Pablo Neruda May Have Been Killed By a CIA Double Agent
40 years later Pablo Neruda’s death still bewilders Chilean authorities
June 6, 2013— -- Nearly 40 years after the fact, Pablo Neruda's death still bewilders Chilean authorities.
Neruda, a Nobel laureate described by famed Mexican author Carlos Fuentes, as "the first great poet of the Spanish language since the 17th century," died in September 1973 of apparent natural causes. But in 2011 the Chilean Communist Party filed a civil case arguing that Chile's most important literary figure was in fact murdered by a mysterious agent of the country's right-wing dictator, Augusto Pinochet.
Deepening the cloak-and-dagger mystery, that murderous agent has been alternately identified as a supposed CIA double-agent, a child-abusing Nazi, and a shady doctor who tortured prisoners for Pinochet's government.
It is worthy "of a police novel," Neruda's nephew told Ritmos XXI, a cultural newspaper.
According to his death certificate, Neruda -- an ardent Marxist who upended the global literary establishment and his country's popular opinion with his politics -- died of prostate cancer at the Santa María Clinic in Santiago. He had undergone surgery for the condition two months earlier. But, according to the official story, his condition took a turn for the worse after September 11, 1973, when president Salvador Allende -- a close friend of Neruda's -- was killed during a bloody CIA-backed coup.But lawyers for the Communist Party and Neruda's family give a different account, based on testimony by Neruda's driver, Manuel Araya, who claimed that a man had given Neruda a strange injection shortly before his death.
The Santiago appeals court that took the case began calling back some of the original witnesses, many of which had been interviewed by journalists and wary members of the Communist party back in the day. One of the first to testify was Sergio Draper, Neruda's doctor at Santa María.
In the 1970s, Draper had said that he was with the poet at the time of his death. But now, according to Communist Party lawyer Eduardo Contreras, one of the few people who has access to the closed-door testimonies, Draper says he handed Neruda's care over to a mysterious figure known as "Dr. Price."

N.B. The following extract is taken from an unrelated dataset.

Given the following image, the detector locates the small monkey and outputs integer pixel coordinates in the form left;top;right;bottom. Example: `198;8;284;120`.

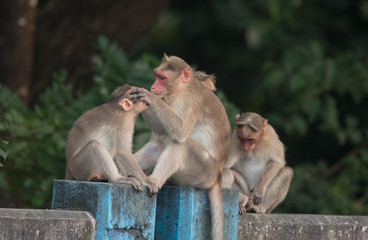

Price has become the central figure in alternative accounts of the poet's death, and a man wanted by Chilean authorities both in and outside of the country. A tall, blond, blue-eyed man who, according to hospital personnel, was estimated to be roughly 27 at the time, Price is the man who allegedly injected Neruda with an unknown substance that prompted his death.
"He is like a ghost," Rodolfo Reyes, a lawyer for Neruda's family, recently told news site, La Tercera. Price's name does not appear in the hospital's registries, and authorities have not been able to locate him despite the court's demands to question him.
Chilean police used Draper's description to create a sketch of the alleged murderer. The black-and-white portrait depicts a clean-shaven man with thin lips and short hair, a vague semblance that nonetheless has already been linked to three sensational suspects.According to Contreras and Reyes, the suspects who fit Dr. Price's description include Michael Townley, a U.S. citizen who, according to declassified documents, worked as an assassin for Pinochet's secret service; Harmutt Hopp, a German convicted in a pedophilia scandal at a Chilean commune with Nazi ties; and Manfred Jurgensen, a doctor who collaborated with Chilean intelligence.